He was born in Freehold, New Jersey and was of an elevated enough class to be come a lieutenant in the American Revolution, serving as paymaster to a New Jersey Regiment. Salesmanship seems to have come naturally – he was allegedly able to talk some English prisoners of war into signing up.
With America’s tiresome British ties eventually cut, he went west. Land grants were something of an early GI bill perq for veterans, and the aftermarket proved an opportunity for the young and ambitious and unscrupulous. Imlay got a position as a surveyor, which made him well placed indeed for gaming the system.
The decade of the 1780s his presence is detectable by official records, most of them in court. He out-clevered Daniel Boone (and even Henry “Light Foot Harry” Lee, father of Robert E. Lee) among others and was eventually the target of a genuine posse. If he made any money, he lost it in an enterprise to import African slaves to the West Indies (or possibly the Carolinas). In any event, he left the country under a cloud and with creditors on his heels, and didn’t stop until he reached Europe.
Here, he acted as a European agent of the Scioto Land Company of Ohio, in furtherance of which he wrote his A Topographical Description of the Western Territory of North America (for which he promoted himself to Captain Imlay), in part a travelogue, in part a me-too copy of Crèvecoeurs Letters From an American Farmer (London 1782), in part a promotion of physiocracy, which latter appealed to the romantic radicals (people like Thomas Paine and William Godwin) who saw the old world as hopelessly corrupt. (Tories, by contrast, dismissed the man and other land promoters as cheap charlatans.)
In 1793 he took the show on the road to Paris as well, called in by as an adviser to Girondist elements who wished to foment revolution in Spanish held trans-Appalachia and Louisiana, and pave the way for the French at the expense of the Spanish. (The plan itself went west.) As a sideline, he ran blockade runners through the British cordon.
It was in Paris that he met Mary Wollstonecraft, revolutionary hopeful and on-the-rebound jiltee. Initial distaste (hers, not his) in time turned to passion as he directed that charm by which he dispossessed suckers in Kentucky on to her. Rough manners were perhaps proof of a natural Rousseau-ish purity. There are those who think that she had a good deal to do with The Emigrants, his one shot at fiction, which describes the travails of a family heading out the wilderness and their progressive thinking.
When he got her an American passport, it was so that she could go to Switzerland. In the event she changed her mind and moved to Neuilly to be with him. Slick work. And once the war between France and England started, he registered her as his wife, thus American, thus safe from French interference.
It was a charade, and seemed to have fooled no one even after the birth of their daughter Fanny Imlay. Scoundrel that he was, he dropped her, returned to London and took up with an actress, ignoring the pleading letters to him to do the right thing.

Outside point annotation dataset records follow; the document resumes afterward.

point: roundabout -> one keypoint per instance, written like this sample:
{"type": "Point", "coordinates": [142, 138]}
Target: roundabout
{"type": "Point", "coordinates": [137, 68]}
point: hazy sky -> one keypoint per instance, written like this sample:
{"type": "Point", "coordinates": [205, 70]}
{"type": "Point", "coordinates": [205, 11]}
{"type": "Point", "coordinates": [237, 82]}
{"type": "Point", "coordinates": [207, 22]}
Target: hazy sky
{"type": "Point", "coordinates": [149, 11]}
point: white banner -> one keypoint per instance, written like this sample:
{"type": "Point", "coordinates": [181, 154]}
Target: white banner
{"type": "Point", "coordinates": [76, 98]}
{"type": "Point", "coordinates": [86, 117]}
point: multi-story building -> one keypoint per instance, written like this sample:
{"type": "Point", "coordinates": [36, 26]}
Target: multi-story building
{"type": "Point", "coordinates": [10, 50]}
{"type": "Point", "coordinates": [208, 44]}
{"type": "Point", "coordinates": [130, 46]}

When she eventually followed and found out his situation, she failed to attempt suicide (laudanum, Thames river). His way of dealing with this was to entrust her with a business errand in Scandinavia (one of his blockade runners had done a runner with a good deal of gold and silver) for which he gave her full power of attorney. Not much came of it except a good deal of correspondence, the less personal parts f which she later published in her Letters Written during a Short Residence in Sweden, Norway, and Denmark.
By the time she came back to London, he was with yet another woman, precipitating yet another suicide attempt and when that failed, an offer to live as a threesome. He preferred to take the new girl to Paris – alone. She went on to marry Mr. Godwin and eventually give birth to Mary Wollstonecraft Godwin, author of Frankenstein. She died soon after of child bed fever. Godwin, for reasons best known to himself, published a tell-all memoir of Mary, and a volume of her more personal letters to Imlay.
Of Imlay – nothing. Nothing until he died, obscure and forgotten, in the island of Jersey.
Lots of gaps and obscurity in his life, and if he has anything to say in his own defense, we don’t have it. General consensus is, once a louse, always a louse and absent evidence to the contrary, he will remain an artful cynic in search fo money and women.
Which makes him useful fodder for fiction, and he does turn up in two novels by Seth Hunter, The Time of Terror and A Tide of War – tall ships novels and very good of its typ. For non-fiction readers, historian Wil Verhoeven does an admirable job with what spotty records as exist in his Gilbert Imlay: Citizen of the World. And of course, any of the many takes on Mary Wollstonecraft, who provides academics with a whole lot more to work with.